Poetry Manuscripts - Crawl On Your Hands and Knees


This may be one for Dear Dead Beat but here it comes anyway. From an email with a writer I know:

Any advice you can provide about preparing a manuscript would be much appreciated. I don't think for this project/grant, I need to consider everything but at what point, for example, do you need an editor? Or does the publisher assign that once the manuscript is accepted? To be honest, while I have enough poems for a book, I am not satisfied withmany of them and a lot still need revision. I'm always encouraged when I read of famous writers who wrote a 100 drafts of a poem.

With regards to preparing a manuscript, I was facilitating a workshop for middle year students from neighbouring High Schools today and was reading them some Carver - during a break I read the introduction to the book by his partner, the poet, Tess Gallagher. Here is what she had to say: "My perhaps primitive way of ordering a manuscript was to scatter the pages out on the living-room floor and crawl on my hands and knees among them, reading and sensing what should come next, moving by intuition and story and emotion."

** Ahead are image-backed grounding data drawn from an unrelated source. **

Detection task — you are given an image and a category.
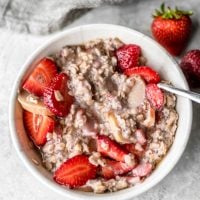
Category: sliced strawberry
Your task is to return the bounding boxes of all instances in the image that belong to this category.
[53,155,97,188]
[101,159,137,179]
[123,143,144,158]
[116,44,141,71]
[96,135,129,162]
[131,163,152,177]
[44,73,74,117]
[23,110,55,146]
[134,129,146,145]
[124,66,160,84]
[146,83,164,110]
[23,58,58,96]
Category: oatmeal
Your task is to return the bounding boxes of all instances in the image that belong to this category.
[18,38,178,193]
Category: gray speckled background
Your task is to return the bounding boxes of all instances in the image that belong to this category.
[1,0,200,199]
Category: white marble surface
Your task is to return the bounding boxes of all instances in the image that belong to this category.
[1,0,200,199]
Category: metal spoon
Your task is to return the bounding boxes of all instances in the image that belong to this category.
[157,83,200,104]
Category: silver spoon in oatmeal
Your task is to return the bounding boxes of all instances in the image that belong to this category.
[158,83,200,104]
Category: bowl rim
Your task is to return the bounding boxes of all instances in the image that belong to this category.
[9,23,193,200]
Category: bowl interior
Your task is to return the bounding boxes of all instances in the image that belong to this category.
[10,24,192,200]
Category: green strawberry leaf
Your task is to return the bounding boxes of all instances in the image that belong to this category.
[152,3,193,19]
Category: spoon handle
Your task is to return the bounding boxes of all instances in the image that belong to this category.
[157,83,200,104]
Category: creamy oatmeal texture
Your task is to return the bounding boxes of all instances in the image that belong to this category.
[20,38,178,193]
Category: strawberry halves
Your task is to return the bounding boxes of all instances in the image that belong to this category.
[96,135,129,162]
[23,58,58,96]
[146,83,164,110]
[53,155,97,188]
[124,66,160,84]
[101,159,136,179]
[23,110,55,146]
[43,73,74,117]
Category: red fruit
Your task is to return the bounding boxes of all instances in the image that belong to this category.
[53,155,97,188]
[180,49,200,87]
[116,44,141,71]
[123,143,144,158]
[101,159,136,179]
[151,3,193,56]
[124,66,160,84]
[23,110,55,146]
[44,73,74,117]
[131,163,152,177]
[97,135,129,162]
[146,83,164,110]
[23,58,58,96]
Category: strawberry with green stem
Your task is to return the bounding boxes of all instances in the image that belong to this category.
[151,3,193,56]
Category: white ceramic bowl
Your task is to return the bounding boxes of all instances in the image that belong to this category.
[9,24,192,200]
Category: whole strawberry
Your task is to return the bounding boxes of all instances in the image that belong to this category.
[151,3,193,56]
[180,49,200,87]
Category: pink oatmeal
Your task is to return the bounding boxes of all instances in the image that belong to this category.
[18,38,178,193]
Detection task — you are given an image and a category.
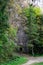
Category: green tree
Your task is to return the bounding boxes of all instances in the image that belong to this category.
[0,0,10,62]
[23,5,42,55]
[38,14,43,45]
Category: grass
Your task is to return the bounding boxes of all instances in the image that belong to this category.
[32,62,43,65]
[1,56,27,65]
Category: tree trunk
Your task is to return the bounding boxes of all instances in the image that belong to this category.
[32,47,34,56]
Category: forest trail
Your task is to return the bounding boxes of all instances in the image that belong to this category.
[22,57,43,65]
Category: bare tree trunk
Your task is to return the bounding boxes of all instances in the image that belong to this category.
[32,47,34,56]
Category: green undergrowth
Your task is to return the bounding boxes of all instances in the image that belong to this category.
[0,56,27,65]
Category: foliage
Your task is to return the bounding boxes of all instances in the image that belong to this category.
[24,5,38,44]
[33,7,41,16]
[1,56,27,65]
[8,25,17,38]
[15,4,22,14]
[23,5,43,54]
[38,14,43,45]
[0,0,17,62]
[0,0,9,61]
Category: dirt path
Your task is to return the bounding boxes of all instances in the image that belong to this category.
[14,53,43,65]
[22,57,43,65]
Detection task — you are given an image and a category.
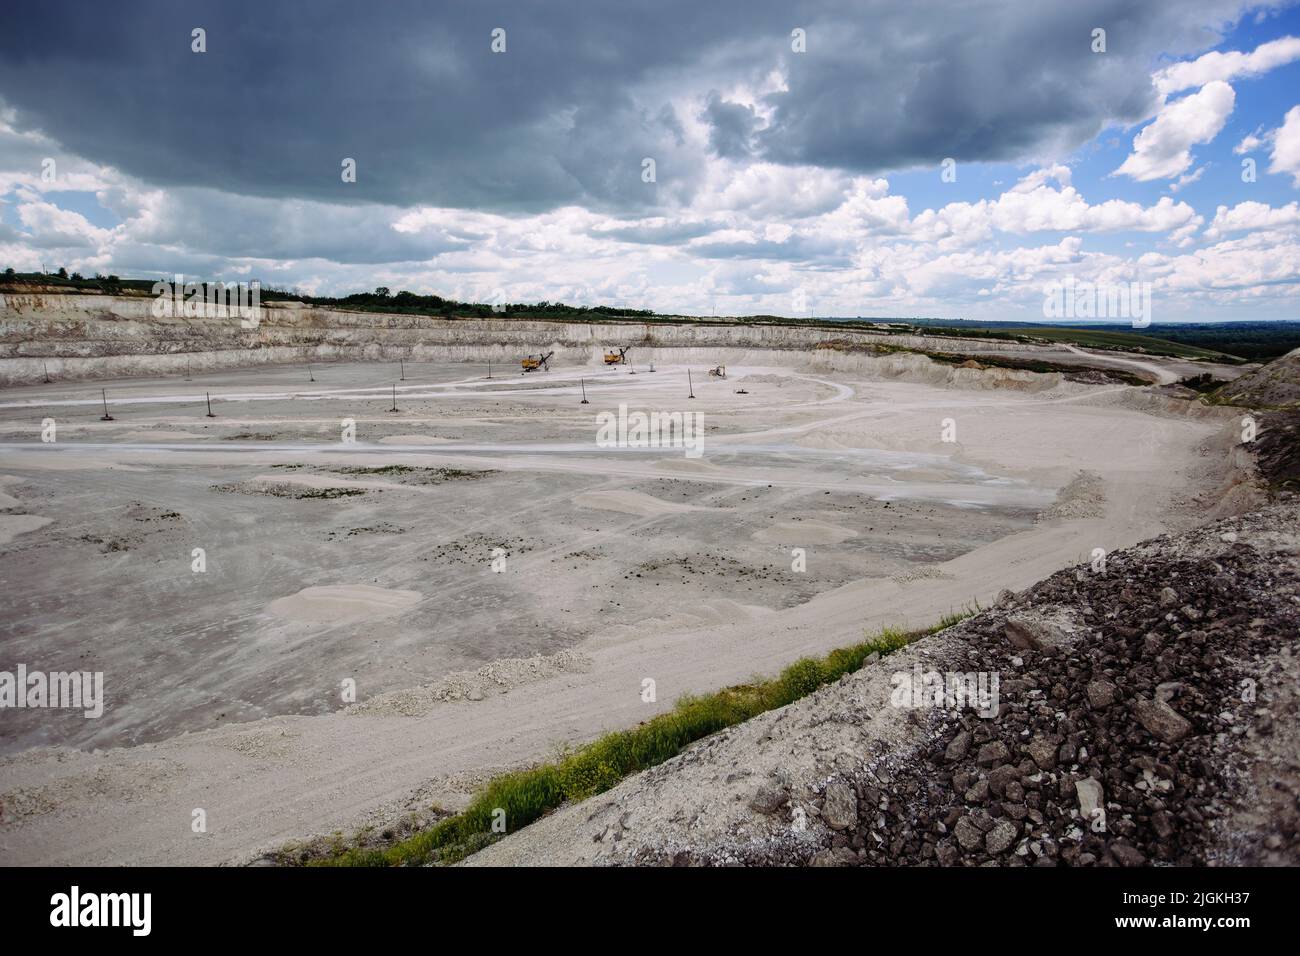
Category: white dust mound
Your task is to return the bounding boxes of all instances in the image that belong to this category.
[267,584,423,623]
[575,490,703,516]
[0,514,51,546]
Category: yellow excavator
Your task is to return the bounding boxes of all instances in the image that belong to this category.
[521,351,553,373]
[604,346,630,366]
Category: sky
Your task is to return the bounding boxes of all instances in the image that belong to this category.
[1,0,1300,323]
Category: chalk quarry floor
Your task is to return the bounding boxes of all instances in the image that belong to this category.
[0,359,1229,864]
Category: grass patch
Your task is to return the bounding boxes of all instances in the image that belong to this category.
[211,481,367,499]
[331,465,493,484]
[1178,372,1229,395]
[296,487,367,499]
[309,609,975,867]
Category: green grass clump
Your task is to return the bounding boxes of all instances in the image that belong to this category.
[332,465,493,483]
[310,610,975,867]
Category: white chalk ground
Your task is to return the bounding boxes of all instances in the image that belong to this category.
[0,356,1236,864]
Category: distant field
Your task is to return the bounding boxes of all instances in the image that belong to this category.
[917,325,1240,362]
[907,319,1300,362]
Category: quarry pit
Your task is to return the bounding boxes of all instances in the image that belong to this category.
[0,297,1250,865]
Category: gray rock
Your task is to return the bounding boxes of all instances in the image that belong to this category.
[945,730,973,762]
[749,786,789,815]
[1155,681,1183,703]
[1086,680,1116,709]
[954,815,984,851]
[821,781,858,831]
[1159,586,1179,607]
[1027,736,1058,770]
[809,847,857,867]
[988,764,1019,796]
[1004,612,1077,652]
[1109,842,1147,867]
[976,740,1011,768]
[985,819,1017,854]
[1133,697,1193,744]
[964,779,990,803]
[1076,777,1104,820]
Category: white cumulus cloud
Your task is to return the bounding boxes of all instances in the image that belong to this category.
[1154,36,1300,94]
[1269,105,1300,186]
[1114,81,1236,182]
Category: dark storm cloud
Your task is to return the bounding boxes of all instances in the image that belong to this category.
[702,92,759,158]
[687,234,849,264]
[0,0,1257,213]
[752,2,1238,171]
[594,220,718,245]
[119,188,466,264]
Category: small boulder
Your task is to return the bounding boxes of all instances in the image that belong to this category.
[1027,736,1058,770]
[1086,680,1116,709]
[954,816,984,851]
[964,779,990,803]
[1075,777,1104,820]
[821,781,858,831]
[985,819,1018,855]
[749,786,789,815]
[945,730,973,762]
[1133,697,1193,744]
[1109,842,1147,867]
[808,847,857,867]
[976,740,1011,768]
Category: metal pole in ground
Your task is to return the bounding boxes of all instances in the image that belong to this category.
[100,388,114,421]
[205,392,216,418]
[400,359,405,381]
[688,369,695,399]
[43,362,51,383]
[308,364,315,382]
[389,385,398,413]
[580,378,589,404]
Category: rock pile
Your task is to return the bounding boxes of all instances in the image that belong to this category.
[633,506,1300,867]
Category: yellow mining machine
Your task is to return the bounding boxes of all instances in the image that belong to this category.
[521,350,554,373]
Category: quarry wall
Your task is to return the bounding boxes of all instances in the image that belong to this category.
[0,292,1053,387]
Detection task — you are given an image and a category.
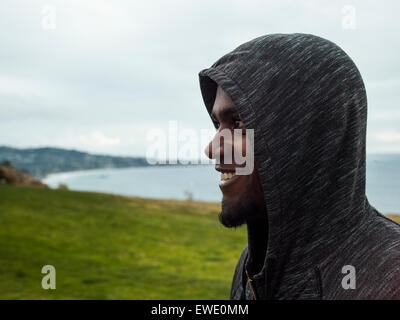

I adhere to this method.Get a feel for the book, its overall tone, be guided by your senses. Open with strong poems (something else I was reading recently by John Ashbery that I agree with) - put the dodgy ones in the middle and finish with strong poems.The publisher if interested will provide an editor, so don't worry about that. Send a sample of your work, 15 pages or so, and outline your achievements, do not be modest, exaggerate when possible.

Get to it Dead Beaters, churn out those manuscripts.